Ao aceitar a hipótese Adolfo Varnhagen, confirmada pelas pesquisas do almirante brasileiro Max Justo Guedes, em 1975, Manzano veio juntar-se a outros historiadores, dentre eles, Samuel E. Morisón, Flávio Pestana Ramos e Rodolfo Espínola, que também sugeriram que o Cabo de Santa María la Consolación é realmente a Ponta do Mucuripe. Se por um lado, não há mais duvida, portanto que o Cabo de Santa María de la Consolación, como o navegante palense denominou a Ponta do Mucuripe, por outro lado o Cabo de Santo Agostinho é o ponto de chegada da segunda viagem.

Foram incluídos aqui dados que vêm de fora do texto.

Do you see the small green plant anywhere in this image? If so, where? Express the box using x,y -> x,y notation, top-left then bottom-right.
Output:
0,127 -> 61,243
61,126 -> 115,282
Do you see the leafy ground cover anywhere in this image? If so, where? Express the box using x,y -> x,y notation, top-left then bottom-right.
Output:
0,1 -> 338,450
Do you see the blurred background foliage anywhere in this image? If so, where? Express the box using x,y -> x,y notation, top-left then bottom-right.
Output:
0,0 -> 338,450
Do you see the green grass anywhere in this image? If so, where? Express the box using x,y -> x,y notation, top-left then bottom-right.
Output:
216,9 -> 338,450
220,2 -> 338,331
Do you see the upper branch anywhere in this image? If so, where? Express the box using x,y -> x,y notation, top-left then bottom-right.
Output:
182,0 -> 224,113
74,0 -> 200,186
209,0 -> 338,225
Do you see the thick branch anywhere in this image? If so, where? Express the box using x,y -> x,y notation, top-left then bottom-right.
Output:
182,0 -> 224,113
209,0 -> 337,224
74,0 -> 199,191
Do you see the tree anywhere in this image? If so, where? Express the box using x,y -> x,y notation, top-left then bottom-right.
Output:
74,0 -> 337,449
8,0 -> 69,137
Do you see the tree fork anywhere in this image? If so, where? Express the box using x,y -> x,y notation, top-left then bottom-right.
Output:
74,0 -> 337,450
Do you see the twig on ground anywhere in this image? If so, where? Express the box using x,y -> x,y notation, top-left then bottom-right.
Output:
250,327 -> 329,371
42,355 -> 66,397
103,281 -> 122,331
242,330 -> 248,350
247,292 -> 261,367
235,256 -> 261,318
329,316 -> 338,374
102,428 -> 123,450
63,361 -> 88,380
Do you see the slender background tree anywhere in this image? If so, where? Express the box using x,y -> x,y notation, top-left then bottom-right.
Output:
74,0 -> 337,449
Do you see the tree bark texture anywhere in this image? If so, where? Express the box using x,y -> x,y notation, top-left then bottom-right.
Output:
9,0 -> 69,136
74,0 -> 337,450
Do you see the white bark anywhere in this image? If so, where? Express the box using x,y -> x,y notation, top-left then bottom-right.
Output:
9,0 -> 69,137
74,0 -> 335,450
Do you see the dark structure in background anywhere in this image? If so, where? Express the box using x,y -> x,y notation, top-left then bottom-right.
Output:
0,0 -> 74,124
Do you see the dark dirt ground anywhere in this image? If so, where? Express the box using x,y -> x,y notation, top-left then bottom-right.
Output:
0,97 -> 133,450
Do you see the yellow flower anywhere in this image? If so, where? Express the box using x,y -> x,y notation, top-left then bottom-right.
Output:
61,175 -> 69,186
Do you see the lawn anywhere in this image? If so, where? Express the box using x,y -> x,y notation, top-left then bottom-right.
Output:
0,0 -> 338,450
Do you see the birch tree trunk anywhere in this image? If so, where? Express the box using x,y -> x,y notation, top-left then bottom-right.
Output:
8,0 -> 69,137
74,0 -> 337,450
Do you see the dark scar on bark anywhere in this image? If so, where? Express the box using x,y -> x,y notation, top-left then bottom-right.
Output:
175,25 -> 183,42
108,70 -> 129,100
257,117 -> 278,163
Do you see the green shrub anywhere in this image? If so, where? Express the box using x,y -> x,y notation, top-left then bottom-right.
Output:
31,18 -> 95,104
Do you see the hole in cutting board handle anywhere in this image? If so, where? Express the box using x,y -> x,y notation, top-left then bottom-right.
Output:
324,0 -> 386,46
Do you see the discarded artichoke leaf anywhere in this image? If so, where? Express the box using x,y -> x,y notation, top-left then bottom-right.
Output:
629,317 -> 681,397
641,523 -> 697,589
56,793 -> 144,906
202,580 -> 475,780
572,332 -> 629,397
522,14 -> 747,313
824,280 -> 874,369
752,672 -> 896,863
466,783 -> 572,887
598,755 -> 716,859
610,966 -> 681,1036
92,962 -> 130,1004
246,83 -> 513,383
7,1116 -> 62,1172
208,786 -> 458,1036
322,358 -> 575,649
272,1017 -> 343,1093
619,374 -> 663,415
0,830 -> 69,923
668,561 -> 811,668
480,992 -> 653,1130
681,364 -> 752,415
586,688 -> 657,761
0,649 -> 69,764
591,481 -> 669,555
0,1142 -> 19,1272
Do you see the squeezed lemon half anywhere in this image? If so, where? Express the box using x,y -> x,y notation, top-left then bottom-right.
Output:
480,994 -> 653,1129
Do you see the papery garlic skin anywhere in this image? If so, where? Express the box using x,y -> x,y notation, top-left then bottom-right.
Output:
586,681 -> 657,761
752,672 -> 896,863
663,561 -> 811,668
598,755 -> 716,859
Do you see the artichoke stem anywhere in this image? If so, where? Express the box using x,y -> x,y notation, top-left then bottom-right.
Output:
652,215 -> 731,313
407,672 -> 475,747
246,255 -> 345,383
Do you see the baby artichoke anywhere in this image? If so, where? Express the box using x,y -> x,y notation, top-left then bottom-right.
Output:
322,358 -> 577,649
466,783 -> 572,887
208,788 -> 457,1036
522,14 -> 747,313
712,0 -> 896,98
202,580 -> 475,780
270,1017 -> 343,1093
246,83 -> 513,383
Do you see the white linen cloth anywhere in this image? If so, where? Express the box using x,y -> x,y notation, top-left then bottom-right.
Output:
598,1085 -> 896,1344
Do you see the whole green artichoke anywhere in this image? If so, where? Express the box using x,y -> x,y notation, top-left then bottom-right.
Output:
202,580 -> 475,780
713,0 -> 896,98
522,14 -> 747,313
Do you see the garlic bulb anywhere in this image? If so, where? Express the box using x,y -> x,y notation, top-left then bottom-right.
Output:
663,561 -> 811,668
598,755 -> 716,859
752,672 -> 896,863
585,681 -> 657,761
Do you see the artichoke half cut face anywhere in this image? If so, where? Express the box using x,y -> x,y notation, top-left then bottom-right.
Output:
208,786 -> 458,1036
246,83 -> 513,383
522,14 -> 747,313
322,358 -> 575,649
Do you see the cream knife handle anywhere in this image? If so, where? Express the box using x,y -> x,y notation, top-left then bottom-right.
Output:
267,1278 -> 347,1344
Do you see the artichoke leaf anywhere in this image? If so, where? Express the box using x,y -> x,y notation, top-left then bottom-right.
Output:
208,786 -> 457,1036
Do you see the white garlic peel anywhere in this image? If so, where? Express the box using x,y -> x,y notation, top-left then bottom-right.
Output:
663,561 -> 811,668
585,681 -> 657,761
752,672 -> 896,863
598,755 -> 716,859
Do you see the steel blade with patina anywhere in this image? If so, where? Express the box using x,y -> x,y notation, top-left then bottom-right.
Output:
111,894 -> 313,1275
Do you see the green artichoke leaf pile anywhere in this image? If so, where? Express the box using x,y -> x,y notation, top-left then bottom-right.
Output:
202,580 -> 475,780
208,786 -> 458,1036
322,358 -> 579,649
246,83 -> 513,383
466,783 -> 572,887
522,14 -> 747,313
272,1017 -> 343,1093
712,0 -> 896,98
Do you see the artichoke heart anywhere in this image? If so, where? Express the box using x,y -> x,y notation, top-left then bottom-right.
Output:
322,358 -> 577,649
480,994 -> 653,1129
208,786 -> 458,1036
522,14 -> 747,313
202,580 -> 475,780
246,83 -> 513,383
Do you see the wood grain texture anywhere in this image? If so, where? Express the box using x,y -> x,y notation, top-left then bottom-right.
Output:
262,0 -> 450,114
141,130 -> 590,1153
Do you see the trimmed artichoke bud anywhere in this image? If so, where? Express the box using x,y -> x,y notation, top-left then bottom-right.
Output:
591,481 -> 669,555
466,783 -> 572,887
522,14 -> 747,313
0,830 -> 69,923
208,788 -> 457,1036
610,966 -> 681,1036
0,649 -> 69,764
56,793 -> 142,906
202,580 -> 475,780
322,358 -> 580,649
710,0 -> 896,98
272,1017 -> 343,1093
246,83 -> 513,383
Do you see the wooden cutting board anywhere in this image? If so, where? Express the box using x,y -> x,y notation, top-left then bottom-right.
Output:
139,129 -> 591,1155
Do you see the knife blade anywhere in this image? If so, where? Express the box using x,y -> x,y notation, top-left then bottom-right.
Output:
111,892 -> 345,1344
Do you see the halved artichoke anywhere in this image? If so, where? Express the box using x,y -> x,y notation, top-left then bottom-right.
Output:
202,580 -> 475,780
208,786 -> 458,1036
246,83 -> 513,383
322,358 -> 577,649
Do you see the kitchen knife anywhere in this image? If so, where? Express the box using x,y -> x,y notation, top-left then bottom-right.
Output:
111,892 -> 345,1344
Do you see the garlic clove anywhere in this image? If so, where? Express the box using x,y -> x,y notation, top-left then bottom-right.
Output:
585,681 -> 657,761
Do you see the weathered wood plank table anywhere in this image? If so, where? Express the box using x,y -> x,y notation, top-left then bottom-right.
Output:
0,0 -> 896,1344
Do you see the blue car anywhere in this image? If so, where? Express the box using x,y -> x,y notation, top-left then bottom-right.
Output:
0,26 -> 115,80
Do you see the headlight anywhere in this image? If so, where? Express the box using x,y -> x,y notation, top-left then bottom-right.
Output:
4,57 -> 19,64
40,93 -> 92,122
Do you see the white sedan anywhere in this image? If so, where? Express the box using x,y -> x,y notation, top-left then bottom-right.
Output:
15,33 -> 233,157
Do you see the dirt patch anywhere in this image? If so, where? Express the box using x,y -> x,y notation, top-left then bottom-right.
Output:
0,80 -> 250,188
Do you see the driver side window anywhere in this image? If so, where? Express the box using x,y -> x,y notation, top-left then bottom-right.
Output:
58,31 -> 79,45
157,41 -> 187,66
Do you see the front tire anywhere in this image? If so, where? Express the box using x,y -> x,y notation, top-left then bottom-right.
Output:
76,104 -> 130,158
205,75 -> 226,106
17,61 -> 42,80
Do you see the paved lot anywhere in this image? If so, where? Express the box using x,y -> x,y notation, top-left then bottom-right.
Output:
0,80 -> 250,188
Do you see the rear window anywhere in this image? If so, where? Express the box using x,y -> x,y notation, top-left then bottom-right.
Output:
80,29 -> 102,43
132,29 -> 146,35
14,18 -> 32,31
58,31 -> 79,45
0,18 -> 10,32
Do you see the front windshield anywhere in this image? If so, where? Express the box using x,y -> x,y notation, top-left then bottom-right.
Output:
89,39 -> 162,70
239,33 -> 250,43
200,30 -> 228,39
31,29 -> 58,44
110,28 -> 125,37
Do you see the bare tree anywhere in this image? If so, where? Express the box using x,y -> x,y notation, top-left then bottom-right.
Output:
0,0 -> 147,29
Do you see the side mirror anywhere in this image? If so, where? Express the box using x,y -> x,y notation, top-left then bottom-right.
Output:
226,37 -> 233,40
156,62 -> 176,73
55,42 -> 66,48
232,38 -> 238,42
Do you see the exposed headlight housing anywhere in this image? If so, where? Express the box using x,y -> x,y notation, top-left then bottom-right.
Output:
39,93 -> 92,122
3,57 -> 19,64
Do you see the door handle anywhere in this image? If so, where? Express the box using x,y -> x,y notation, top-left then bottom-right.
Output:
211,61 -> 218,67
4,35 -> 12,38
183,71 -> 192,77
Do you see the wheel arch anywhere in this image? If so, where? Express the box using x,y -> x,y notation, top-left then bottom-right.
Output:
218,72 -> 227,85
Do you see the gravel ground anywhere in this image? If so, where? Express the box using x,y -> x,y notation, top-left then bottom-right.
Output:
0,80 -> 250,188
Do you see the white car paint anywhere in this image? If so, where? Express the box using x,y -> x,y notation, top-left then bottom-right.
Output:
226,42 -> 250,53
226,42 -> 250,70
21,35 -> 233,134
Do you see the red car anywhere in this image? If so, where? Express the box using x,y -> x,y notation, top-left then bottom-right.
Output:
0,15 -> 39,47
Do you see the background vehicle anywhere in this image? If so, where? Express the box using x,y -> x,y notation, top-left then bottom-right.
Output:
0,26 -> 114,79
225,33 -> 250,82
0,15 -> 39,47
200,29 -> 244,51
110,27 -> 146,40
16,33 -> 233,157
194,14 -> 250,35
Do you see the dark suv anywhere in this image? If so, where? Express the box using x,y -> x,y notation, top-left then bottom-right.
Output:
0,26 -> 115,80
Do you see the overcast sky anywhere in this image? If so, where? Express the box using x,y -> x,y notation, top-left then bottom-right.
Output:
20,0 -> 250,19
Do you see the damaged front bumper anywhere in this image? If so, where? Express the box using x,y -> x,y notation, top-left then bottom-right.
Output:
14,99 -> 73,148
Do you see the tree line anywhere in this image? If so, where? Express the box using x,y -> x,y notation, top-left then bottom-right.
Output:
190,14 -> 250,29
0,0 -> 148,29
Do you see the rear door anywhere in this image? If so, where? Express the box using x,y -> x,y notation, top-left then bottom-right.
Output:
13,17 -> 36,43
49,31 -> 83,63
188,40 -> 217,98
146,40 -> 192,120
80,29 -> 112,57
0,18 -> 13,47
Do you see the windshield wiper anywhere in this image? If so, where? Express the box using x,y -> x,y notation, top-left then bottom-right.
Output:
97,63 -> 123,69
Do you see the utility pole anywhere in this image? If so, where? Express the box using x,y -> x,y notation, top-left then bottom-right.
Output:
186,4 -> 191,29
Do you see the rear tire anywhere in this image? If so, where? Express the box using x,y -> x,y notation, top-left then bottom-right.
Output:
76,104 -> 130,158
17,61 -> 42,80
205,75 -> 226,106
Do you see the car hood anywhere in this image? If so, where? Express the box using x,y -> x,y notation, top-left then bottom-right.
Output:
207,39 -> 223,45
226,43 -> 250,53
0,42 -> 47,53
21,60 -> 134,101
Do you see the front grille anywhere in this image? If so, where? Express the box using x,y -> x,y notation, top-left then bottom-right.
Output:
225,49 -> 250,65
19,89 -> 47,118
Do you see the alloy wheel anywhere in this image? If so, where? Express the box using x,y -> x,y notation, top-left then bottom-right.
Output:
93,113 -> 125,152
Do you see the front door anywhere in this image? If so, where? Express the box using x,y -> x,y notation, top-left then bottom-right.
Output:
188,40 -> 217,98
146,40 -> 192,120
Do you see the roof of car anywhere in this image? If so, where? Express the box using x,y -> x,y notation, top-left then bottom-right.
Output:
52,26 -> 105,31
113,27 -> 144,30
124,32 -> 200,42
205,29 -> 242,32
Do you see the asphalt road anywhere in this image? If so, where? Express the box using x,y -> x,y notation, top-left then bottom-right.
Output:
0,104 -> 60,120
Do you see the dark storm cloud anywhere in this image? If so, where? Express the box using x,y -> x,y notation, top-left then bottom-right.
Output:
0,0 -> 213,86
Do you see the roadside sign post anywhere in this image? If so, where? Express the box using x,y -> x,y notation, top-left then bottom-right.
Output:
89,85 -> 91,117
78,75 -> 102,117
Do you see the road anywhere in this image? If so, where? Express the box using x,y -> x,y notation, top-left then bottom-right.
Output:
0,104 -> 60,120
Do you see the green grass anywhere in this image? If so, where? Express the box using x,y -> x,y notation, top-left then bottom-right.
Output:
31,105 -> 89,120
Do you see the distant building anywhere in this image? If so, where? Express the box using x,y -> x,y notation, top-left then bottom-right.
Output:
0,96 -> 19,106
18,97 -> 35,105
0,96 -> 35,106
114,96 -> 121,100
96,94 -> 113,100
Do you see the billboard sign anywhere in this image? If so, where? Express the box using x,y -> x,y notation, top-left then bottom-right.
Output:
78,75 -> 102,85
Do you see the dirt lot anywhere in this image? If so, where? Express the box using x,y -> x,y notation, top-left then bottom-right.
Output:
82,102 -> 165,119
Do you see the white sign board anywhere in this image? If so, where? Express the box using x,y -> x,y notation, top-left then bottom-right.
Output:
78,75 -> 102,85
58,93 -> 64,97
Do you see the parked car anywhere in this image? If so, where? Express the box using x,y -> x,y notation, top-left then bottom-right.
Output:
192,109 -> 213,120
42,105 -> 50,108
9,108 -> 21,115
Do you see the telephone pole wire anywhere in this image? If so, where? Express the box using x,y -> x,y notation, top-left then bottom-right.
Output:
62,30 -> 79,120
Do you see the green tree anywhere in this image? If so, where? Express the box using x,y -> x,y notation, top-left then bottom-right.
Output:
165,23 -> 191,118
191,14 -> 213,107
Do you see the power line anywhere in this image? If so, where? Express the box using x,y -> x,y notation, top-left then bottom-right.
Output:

A dificuldade na determinação ponto de desembarque foi a falta de um astrolábio náutico, pois graças às observações astronômicas feitas pelos físico e astrônomo Mestre João, hoje se sabe com precisão a posição da chegada de Cabral, como está relatado na famosa Carta de Mestre João, indiscutivelmente o documento mais importante que não deixou nenhuma dúvida a com relação a latitude do local de desembarque da missão cabralina.

Ronaldo Rogério de Freitas Mourão é pesquisador-titutar do Museu de Astronomia e Ciências Afins, no qual foi fundador e primeiro diretor, e professor visitante da Universidade Vale do Acaraú, autor de mais de 70 livros, entre outros livros, do "Astronomia na época dos descobrimentos" Lacerda Editores.